### __Gradient Descent Optimization in TensorFlow__
Date : 20 Oct 2024.

___`What is Gradient Descent?`___

Gradient Descent is an iterative optimization method that updates model parameters to minimize a cost function. The cost function represents the difference between predicted and actual outcomes in a model, such as Mean Squared Error (MSE) in regression tasks.

At each iteration, the parameters are updated by moving in the direction opposite to the gradient of the cost function. The size of each step is determined by the learning rate. The goal is to reach a local or global minimum where the gradient is zero.

___`How Gradient Descent Works`___

The key steps of gradient descent are:

1. **Initialize Parameters**: Start with random parameter values.
2. **Calculate Gradient**: Compute the gradient of the cost function with respect to the parameters.
3. **Update Parameters**: Update the parameters by subtracting a fraction of the gradient (scaled by the learning rate).
4. **Repeat**: Continue until convergence, i.e., until the cost function reaches a minimum.

__`Example:`__ Minimizing \( f(x) = x^2 \)
1. Start with \( x = 3 \).
2. The gradient(derivative) at \( x = 3 \) is \( 2x = 6 \).
3. Update \( x \) using a learning rate of 0.1:  
   \( x = 3 - 0.1 \times 6 = 2.4 \).
4. Repeat this process until the minimum is reached at \( x = 0 \).


__`Implementing Gradient Descent in TensorFlow`__

Let’s create a linear regression model in TensorFlow and use gradient descent to optimize it.

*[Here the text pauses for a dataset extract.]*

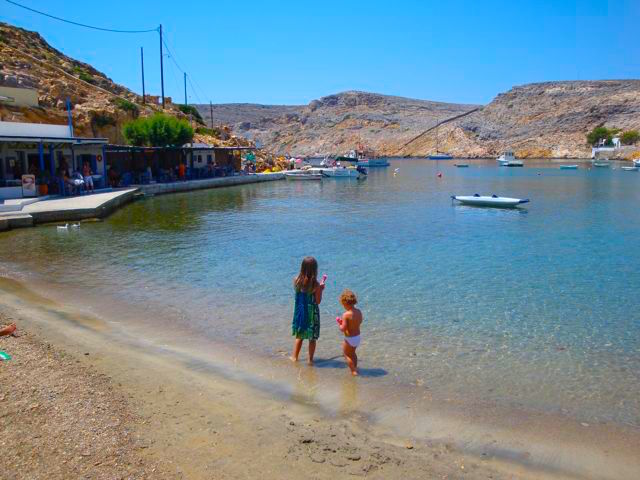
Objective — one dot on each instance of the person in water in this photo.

__`Step 1:`__ Setup and Placeholders

We first need placeholders for the input and output data:

```python
import tensorflow.compat.v1 as tf
tf.disable_v2_behavior()

# Placeholders for input (x) and output (y)
x = tf.placeholder(tf.float32)
y = tf.placeholder(tf.float32)
```

__`Step 2:`__ Define Model Parameters

Define a single parameter for the slope (w) of the best-fit line:

```python
# Initialize model parameter (slope)
w = tf.Variable(0.5, name="weights")
```

__`Step 3:`__ Define the Linear Regression Model

Use `tf.add()` and `tf.multiply()` to build the model:

```python
# Linear regression model: y = wx + b
model = tf.add(tf.multiply(x, w), 0.5)
```

__`Step 4:`__ Define the Cost Function

Use MSE as the cost function:

```python
# Mean Squared Error (MSE) cost function
cost = tf.reduce_mean(tf.square(model - y))
```

__`Step 5:`__ Gradient Descent Optimizer

Create the optimizer with a learning rate of 0.01:

```python
# Gradient Descent Optimizer
optimizer = tf.train.GradientDescentOptimizer(learning_rate=0.01)
train = optimizer.minimize(cost)
```

__`Step 7:`__ Training the Model

Now, train the model on a toy dataset:

```python
# Toy dataset
x_train = [1, 2, 3, 4]
y_train = [2, 4, 6, 8]

# Start TensorFlow session
with tf.Session() as sess:
    sess.run(tf.global_variables_initializer())
    
    # Training loop
    for i in range(1000):
        sess.run(train, feed_dict={x: x_train, y: y_train})
    
    # Get trained weight value
    w_val = sess.run(w)

print("Trained weight:", w_val)
```

__`Step 7:`__ Visualizing Gradient Descent

We can also visualize the loss convergence by plotting the loss over iterations:

```python
import matplotlib.pyplot as plt
import tensorflow as tf

# Setup data and initial parameters
X = tf.constant([[1.], [2.], [3.], [4.]])
y = tf.constant([[2.], [4.], [6.], [8.]])
w = tf.Variable(0.)
b = tf.Variable(0.)

# Define model and loss function
def model(x):
    return w * x + b

def loss(predicted_y, true_y):
    return tf.reduce_mean(tf.square(predicted_y - true_y))

# Set learning rate and initialize training loop
learning_rate = 0.001
losses = []

for i in range(250):
    with tf.GradientTape() as tape:
        predicted_y = model(X)
        current_loss = loss(predicted_y, y)
    gradients = tape.gradient(current_loss, [w, b])
    w.assign_sub(learning_rate * gradients[0])
    b.assign_sub(learning_rate * gradients[1])
    
    losses.append(current_loss.numpy())

# Plot loss over iterations
plt.plot(losses)
plt.xlabel("Iteration")
plt.ylabel("Loss")
plt.show()
```

This plot shows the decreasing loss over time, indicating that the model parameters are being optimized.



__`Conclusion`__

Gradient Descent is a fundamental algorithm in machine learning, and TensorFlow provides efficient implementations for optimizing models. By understanding the steps and using TensorFlow’s API, you can apply gradient descent to various problems, such as linear regression and deep learning models.